There were more than 8,200 e-cigarette and fluid smoking exposures among children young than six between Jan 2012 and Apr 2017, according to a recent research of Nationwide Toxins Information System data.

Children are at higher threat because visibility to the smoking in e-liquid items, even in a small amount, could lead to loss of life from heart attack, as well as seizure, coma, and breathing failing.

“No child should be using any tobacco product, and no tobacco should be promoted in a way that endangers children — especially by using visuals that misleads them into thinking the goods are things they’d eat or drink. said FDA Commissioner and doctor Scott Gottlieb. "Looking at these side-to-side evaluations is worrying."

Products focused include: “One Mad Hit Juice Box,” which appears like children’s any fruit juice containers, such as Shrub Top-brand juice boxes; “Vape Leads Bitter Smurf Marinade,” which appears like War Leads candy; and “V'Nilla Cookies & Milk products,” which appears like Nilla Wafer and Fantastic Oreo cookies; “Whip’d Bananas,” which looks like Reddi-wip milk pulled leading, and “Twirly Pop,” which "not only appears like a Unicorn Pop lollipop but is distributed with one," the FDA says. 
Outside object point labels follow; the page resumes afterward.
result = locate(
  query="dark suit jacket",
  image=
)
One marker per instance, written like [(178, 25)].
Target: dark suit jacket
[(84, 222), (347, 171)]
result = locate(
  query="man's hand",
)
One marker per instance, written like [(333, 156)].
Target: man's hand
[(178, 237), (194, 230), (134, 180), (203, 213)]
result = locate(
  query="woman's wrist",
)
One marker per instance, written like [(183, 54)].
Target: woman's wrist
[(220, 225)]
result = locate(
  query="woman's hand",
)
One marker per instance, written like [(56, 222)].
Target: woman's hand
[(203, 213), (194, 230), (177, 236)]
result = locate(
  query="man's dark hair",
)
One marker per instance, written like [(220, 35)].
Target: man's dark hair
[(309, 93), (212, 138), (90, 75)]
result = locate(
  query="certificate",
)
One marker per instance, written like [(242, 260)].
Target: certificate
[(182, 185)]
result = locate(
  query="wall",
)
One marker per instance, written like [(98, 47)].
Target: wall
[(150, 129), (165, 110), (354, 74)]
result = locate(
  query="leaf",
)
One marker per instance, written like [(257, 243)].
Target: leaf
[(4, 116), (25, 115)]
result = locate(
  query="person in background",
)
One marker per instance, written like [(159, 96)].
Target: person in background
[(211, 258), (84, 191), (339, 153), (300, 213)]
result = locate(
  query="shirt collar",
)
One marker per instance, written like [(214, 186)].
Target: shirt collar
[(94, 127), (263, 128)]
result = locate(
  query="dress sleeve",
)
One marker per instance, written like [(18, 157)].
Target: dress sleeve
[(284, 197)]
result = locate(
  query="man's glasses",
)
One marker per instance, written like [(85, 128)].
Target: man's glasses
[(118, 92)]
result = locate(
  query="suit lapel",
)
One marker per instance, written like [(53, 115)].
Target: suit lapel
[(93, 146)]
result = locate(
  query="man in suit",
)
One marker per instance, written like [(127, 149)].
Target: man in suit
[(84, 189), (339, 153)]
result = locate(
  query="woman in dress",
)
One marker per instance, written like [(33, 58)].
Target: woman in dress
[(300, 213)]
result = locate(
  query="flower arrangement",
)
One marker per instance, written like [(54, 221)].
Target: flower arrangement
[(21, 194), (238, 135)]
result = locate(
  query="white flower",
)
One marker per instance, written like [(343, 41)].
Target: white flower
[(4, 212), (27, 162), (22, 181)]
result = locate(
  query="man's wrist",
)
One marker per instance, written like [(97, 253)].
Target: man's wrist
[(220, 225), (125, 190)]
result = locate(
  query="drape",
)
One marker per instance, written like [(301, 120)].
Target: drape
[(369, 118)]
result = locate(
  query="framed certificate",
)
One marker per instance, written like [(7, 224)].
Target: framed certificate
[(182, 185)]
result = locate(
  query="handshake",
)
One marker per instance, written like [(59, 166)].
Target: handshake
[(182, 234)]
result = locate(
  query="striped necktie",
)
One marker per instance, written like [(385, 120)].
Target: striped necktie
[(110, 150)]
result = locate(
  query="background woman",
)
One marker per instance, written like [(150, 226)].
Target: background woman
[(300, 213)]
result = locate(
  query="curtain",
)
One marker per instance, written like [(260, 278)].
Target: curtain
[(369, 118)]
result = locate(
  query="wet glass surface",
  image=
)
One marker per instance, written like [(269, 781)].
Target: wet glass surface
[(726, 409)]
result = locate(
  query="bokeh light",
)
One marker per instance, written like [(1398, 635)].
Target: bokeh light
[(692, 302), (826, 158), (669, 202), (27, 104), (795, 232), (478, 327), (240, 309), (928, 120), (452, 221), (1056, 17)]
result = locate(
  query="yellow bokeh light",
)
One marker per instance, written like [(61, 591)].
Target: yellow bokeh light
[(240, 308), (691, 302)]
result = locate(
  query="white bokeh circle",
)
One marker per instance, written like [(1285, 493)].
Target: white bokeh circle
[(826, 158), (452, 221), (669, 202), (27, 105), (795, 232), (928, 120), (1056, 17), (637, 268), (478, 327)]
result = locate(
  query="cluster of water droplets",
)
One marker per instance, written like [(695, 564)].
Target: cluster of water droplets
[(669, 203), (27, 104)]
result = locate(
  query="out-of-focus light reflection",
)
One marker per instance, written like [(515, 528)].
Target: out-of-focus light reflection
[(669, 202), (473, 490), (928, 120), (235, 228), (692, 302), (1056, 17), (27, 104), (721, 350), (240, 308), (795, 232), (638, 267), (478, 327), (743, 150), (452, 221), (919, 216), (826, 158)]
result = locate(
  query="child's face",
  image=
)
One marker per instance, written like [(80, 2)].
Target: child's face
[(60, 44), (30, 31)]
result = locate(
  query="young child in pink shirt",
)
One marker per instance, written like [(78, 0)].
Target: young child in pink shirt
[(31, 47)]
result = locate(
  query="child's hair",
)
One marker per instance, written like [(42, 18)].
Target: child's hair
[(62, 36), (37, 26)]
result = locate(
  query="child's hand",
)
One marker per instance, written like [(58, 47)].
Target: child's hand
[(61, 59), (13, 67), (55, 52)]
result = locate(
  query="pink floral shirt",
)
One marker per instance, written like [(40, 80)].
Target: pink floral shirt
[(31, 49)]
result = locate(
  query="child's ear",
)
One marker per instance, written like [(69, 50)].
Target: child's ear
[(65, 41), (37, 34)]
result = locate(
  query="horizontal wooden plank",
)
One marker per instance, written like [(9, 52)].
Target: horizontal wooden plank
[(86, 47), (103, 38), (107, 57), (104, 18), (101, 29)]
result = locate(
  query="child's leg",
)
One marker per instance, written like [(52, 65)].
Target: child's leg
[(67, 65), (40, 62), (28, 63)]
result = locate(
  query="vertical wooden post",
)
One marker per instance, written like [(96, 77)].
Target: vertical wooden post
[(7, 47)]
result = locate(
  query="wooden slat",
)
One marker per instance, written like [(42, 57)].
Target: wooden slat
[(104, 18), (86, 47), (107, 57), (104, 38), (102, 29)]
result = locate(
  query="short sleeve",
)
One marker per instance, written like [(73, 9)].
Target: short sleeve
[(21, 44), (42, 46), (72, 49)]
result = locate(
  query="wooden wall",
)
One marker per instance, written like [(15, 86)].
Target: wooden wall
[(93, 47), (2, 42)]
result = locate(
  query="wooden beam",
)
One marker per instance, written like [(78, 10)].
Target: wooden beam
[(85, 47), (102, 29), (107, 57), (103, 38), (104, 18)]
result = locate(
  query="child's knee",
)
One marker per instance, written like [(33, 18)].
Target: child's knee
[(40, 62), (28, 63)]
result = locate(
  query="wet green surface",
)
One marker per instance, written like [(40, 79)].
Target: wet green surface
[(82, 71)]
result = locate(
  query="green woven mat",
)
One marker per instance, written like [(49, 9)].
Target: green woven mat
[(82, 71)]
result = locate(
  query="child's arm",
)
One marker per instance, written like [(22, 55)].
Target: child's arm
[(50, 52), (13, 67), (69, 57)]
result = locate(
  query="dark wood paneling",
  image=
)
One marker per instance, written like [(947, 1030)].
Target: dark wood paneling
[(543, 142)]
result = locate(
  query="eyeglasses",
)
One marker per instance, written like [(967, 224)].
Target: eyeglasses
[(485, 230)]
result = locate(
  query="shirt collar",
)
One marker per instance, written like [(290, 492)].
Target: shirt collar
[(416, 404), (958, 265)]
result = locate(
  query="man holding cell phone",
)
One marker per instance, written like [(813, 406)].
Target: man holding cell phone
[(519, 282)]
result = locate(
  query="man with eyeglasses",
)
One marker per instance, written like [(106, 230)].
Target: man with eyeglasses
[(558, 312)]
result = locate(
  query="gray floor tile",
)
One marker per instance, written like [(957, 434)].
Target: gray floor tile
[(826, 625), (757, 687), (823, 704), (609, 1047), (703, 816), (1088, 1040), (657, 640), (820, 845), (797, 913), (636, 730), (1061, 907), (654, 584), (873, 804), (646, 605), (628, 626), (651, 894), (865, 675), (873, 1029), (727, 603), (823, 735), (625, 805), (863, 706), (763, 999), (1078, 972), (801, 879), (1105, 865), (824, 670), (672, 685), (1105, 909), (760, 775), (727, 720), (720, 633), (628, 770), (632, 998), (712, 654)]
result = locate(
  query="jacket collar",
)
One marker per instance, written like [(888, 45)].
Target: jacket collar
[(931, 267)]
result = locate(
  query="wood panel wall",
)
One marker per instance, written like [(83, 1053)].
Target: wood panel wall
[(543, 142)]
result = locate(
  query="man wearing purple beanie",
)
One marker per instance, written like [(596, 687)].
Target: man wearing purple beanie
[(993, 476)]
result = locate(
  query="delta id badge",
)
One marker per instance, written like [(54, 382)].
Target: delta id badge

“Nicotine is highly harmful, and these characters explain that marketing techniques that put children in danger of smoking harming are undesirable,” said Performing FTC Chair Maureen K. Ohlhausen.

"Companies promoting these items have a liability to ensure they aren’t putting children in harm’s way or attractive youngsters use," says Gottlieb. He promised to "continue to act against those who sell tobacco to youngsters and market items in this egregious fashion."

FDA says it might file injunctions or take items if the firms don't act to address regulators' issues.